391 Knowest thou the time when the wild goats of the rock bring forth? dost thou mark the calving of the hinds? 2 Dost thou number the months that they fulfil? and knowest thou the time when they bring forth? 3 They bow themselves, they give birth to their young ones, they cast out their pains; 4 Their young ones become strong, they grow up in the open field, they go forth, and return not unto them. 5 Who hath sent out the wild ass free? and who hath loosed the bands of the onager, 6 Whose house I made the wilderness, and the salt plain his dwellings? 7 He laugheth at the tumult of the city, and heareth not the shouts of the driver; 8 The range of the mountains is his pasture, and he searcheth after every green thing. 9 Will the buffalo be willing to serve thee, or will he lodge by thy crib? 10 Canst thou bind the buffalo with his cord in the furrow? or will he harrow the valleys after thee? 11 Wilt thou put confidence in him, because his strength is great? and wilt thou leave thy labour to him? 12 Wilt thou trust him to bring home thy seed, and gather it into thy threshing-floor?

13 The wing of the ostrich beats joyously—But is it the stork's pinion and plumage? 14 For she leaveth her eggs to the earth, and warmeth them in the dust, 15 And forgetteth that the foot may crush them, or that the beast of the field may trample them. 16 She is hardened against her young ones, as though they were not hers; her labour is in vain, without her concern. 17 For +God hath deprived her of wisdom, and hath not furnished her with understanding. 18 What time she lasheth herself on high, she scorneth the horse and his rider.

19 Hast thou given strength to the horse? hast thou clothed his neck with the quivering mane? 20 Dost thou make him to leap as a locust? His majestic snorting is terrible. 21 He paweth in the valley, and rejoiceth in [his] strength; he goeth forth to meet the armed host. 22 He laugheth at fear, and is not affrighted; neither turneth he back from before the sword. 23 The quiver rattleth upon him, the glittering spear and the javelin. 24 He swalloweth the ground with fierceness and rage, and cannot contain himself at the sound of the trumpet:

Matthew Henry's Commentary on Job 39:1-24

Chapter Contents

God inquires of Job concerning several animals.

In these questions the Lord continued to humble Job. In this chapter several animals are spoken of, whose nature or situation particularly show the power, wisdom, and manifold works of God. The wild ass. It is better to labour and be good for something, than to ramble and be good for nothing. From the untameableness of this and other creatures, we may see, how unfit we are to give law to Providence, who cannot give law even to a wild ass's colt. The unicorn, a strong, stately, proud creature. He is able to serve, but not willing; and God challenges Job to force him to it.
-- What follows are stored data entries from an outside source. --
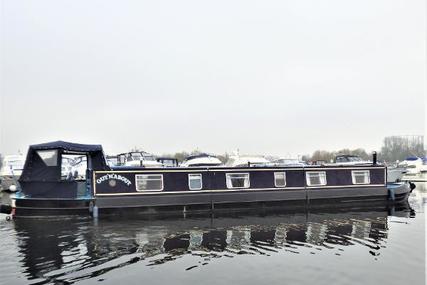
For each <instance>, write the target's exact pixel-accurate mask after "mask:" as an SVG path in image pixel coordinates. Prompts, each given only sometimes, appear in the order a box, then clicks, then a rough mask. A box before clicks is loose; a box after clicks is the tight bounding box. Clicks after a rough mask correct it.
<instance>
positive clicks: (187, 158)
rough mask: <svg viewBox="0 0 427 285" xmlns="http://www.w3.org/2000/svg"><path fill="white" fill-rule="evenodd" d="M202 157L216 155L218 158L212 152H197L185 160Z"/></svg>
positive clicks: (187, 157)
mask: <svg viewBox="0 0 427 285" xmlns="http://www.w3.org/2000/svg"><path fill="white" fill-rule="evenodd" d="M201 157H215V158H216V156H215V155H212V154H208V153H199V154H195V155H190V156H188V157H187V158H186V159H185V160H190V159H195V158H201Z"/></svg>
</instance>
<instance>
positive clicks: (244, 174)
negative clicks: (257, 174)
mask: <svg viewBox="0 0 427 285" xmlns="http://www.w3.org/2000/svg"><path fill="white" fill-rule="evenodd" d="M226 182H227V188H228V189H231V188H249V186H250V181H249V173H227V174H226Z"/></svg>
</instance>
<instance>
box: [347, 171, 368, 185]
mask: <svg viewBox="0 0 427 285" xmlns="http://www.w3.org/2000/svg"><path fill="white" fill-rule="evenodd" d="M357 172H359V173H363V174H364V177H365V178H367V181H366V179H365V182H363V183H357V182H356V175H357V174H356V173H357ZM366 174H367V175H366ZM351 181H352V182H353V184H359V185H360V184H371V172H370V171H369V170H366V169H364V170H352V171H351Z"/></svg>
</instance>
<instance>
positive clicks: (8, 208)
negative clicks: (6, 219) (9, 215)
mask: <svg viewBox="0 0 427 285" xmlns="http://www.w3.org/2000/svg"><path fill="white" fill-rule="evenodd" d="M0 213H2V214H6V215H10V214H11V213H12V206H10V205H0Z"/></svg>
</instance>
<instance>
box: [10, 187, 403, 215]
mask: <svg viewBox="0 0 427 285" xmlns="http://www.w3.org/2000/svg"><path fill="white" fill-rule="evenodd" d="M394 192H395V195H394V200H392V199H391V197H390V195H389V194H388V190H387V188H385V187H371V188H364V189H349V188H342V189H339V188H334V189H308V190H287V191H280V190H262V191H256V190H249V191H236V192H215V191H212V192H205V193H197V192H189V193H181V194H176V193H170V194H162V195H155V194H153V195H149V194H147V195H140V196H134V195H128V196H126V195H122V196H104V197H98V198H97V199H96V200H93V201H92V200H62V199H16V202H15V204H16V209H15V215H16V216H43V215H75V214H83V215H89V214H90V213H91V211H92V205H93V204H92V203H94V204H95V205H96V206H97V207H98V208H99V212H98V213H99V214H100V215H104V214H111V213H114V212H118V213H125V212H133V211H136V212H140V213H143V214H159V213H161V212H166V213H168V212H169V213H180V214H182V213H190V212H218V211H241V210H242V209H250V208H260V209H263V208H267V207H272V208H276V209H277V208H279V209H289V210H294V211H299V210H304V209H307V208H310V209H311V208H313V209H315V208H342V207H345V208H347V207H350V208H354V207H367V206H376V205H377V206H389V205H399V204H404V203H407V198H408V195H409V194H410V188H409V186H408V185H407V184H402V185H401V186H400V187H397V188H395V189H394ZM373 193H374V194H375V195H373Z"/></svg>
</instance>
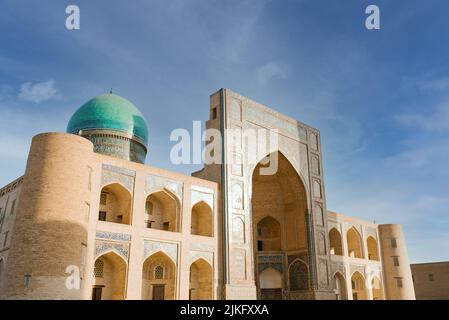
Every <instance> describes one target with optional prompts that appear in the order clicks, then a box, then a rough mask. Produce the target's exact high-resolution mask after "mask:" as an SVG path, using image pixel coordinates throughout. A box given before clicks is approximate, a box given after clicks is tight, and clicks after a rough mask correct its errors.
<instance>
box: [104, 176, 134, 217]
mask: <svg viewBox="0 0 449 320" xmlns="http://www.w3.org/2000/svg"><path fill="white" fill-rule="evenodd" d="M98 219H99V220H101V221H107V222H115V223H122V224H131V194H130V193H129V191H128V190H127V189H125V188H124V187H123V186H121V185H120V184H118V183H113V184H110V185H107V186H105V187H104V188H103V189H102V190H101V196H100V212H99V215H98Z"/></svg>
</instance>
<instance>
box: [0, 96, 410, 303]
mask: <svg viewBox="0 0 449 320" xmlns="http://www.w3.org/2000/svg"><path fill="white" fill-rule="evenodd" d="M206 128H207V129H216V130H218V131H219V132H221V133H223V132H225V130H226V129H233V130H234V131H236V132H240V133H241V134H240V135H239V134H237V135H234V136H233V139H228V138H227V137H226V135H224V134H223V135H222V136H223V138H222V141H221V145H222V152H221V154H222V159H223V160H224V161H223V162H222V163H224V164H222V163H212V164H205V166H204V168H203V169H202V170H200V171H198V172H195V173H193V174H192V176H187V175H183V174H180V173H176V172H172V171H167V170H163V169H159V168H155V167H152V166H148V165H146V164H144V163H145V157H146V154H147V140H148V130H147V125H146V122H145V120H144V117H143V116H142V114H141V113H140V112H139V110H138V109H137V108H136V107H135V106H134V105H133V104H132V103H130V102H129V101H128V100H126V99H124V98H121V97H119V96H118V95H115V94H112V93H110V94H106V95H101V96H98V97H96V98H93V99H91V100H90V101H88V102H87V103H85V104H84V105H83V106H81V107H80V108H79V109H78V110H77V111H76V112H75V113H74V114H73V116H72V117H71V119H70V121H69V123H68V127H67V132H66V133H42V134H38V135H36V136H35V137H33V139H32V143H31V148H30V151H29V155H28V161H27V165H26V170H25V174H24V175H23V176H22V177H19V178H18V179H17V180H15V181H13V182H11V183H10V184H8V185H7V186H5V187H3V188H1V189H0V237H1V238H0V298H1V299H83V300H89V299H94V300H99V299H102V300H110V299H112V300H120V299H136V300H140V299H153V300H162V299H167V300H171V299H183V300H187V299H193V300H197V299H292V300H297V299H328V300H335V299H338V300H384V299H409V300H410V299H415V293H414V288H413V282H412V275H411V271H410V264H409V260H408V256H407V247H406V243H405V240H404V235H403V232H402V228H401V226H400V225H396V224H375V223H371V222H367V221H363V220H360V219H358V218H353V217H347V216H344V215H341V214H338V213H335V212H332V211H328V210H327V207H326V194H325V186H324V176H323V162H322V159H323V157H322V149H321V139H320V133H319V131H318V130H317V129H315V128H312V127H310V126H308V125H305V124H303V123H301V122H298V121H296V120H295V119H292V118H289V117H287V116H285V115H283V114H280V113H278V112H276V111H274V110H271V109H269V108H267V107H265V106H263V105H261V104H259V103H257V102H255V101H252V100H250V99H248V98H246V97H243V96H241V95H239V94H237V93H235V92H233V91H231V90H229V89H220V90H219V91H217V92H215V93H213V94H212V95H211V96H210V118H209V120H207V122H206ZM248 129H258V130H259V131H263V132H266V133H269V132H271V131H274V130H276V131H277V133H278V135H277V140H278V141H277V146H276V149H270V150H269V151H268V152H267V154H265V155H261V157H260V158H258V159H257V161H256V162H255V163H252V162H250V161H248V159H249V158H250V155H253V154H255V153H254V150H253V149H252V148H254V146H253V145H252V144H250V143H248V141H247V140H245V139H243V138H242V135H243V132H244V131H245V130H248ZM231 140H232V141H231ZM271 156H274V157H273V159H274V158H275V159H277V170H276V171H275V172H274V173H272V174H269V175H267V174H262V170H261V169H262V168H264V166H265V165H266V159H267V158H270V159H271ZM231 158H232V159H239V161H235V162H229V163H228V160H229V159H231Z"/></svg>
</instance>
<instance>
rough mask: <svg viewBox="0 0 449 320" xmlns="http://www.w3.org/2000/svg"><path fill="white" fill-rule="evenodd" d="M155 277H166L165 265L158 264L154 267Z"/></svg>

It is a great mercy if, where God gives strength for service, he gives a heart; it is what we should pray for, and reason ourselves into, which the brutes cannot do. Those gifts are not always the most valuable that make the finest show. Who would not rather have the voice of the nightingale, than the tail of the peacock; the eye of the eagle and her soaring wing, and the natural affection of the stork, than the beautiful feathers of the ostrich, which can never rise above the earth, and is without natural affection? The description of the war-horse helps to explain the character of presumptuous sinners. Every one turneth to his course, as the horse rushes into the battle. When a man's heart is fully set in him to do evil, and he is carried on in a wicked way, by the violence of his appetites and passions, there is no making him fear the wrath of God, and the fatal consequences of sin. Secure sinners think themselves as safe in their sins as the eagle in her nest on high, in the clefts of the rocks; but I will bring thee down from thence, saith the Lord, Jeremiah 49:16. All these beautiful references to the works of nature, should teach us a right view of the riches of the wisdom of Him who made and sustains all things. The want of right views concerning the wisdom of God, which is ever present in all things, led Job to think and speak unworthily of Providence.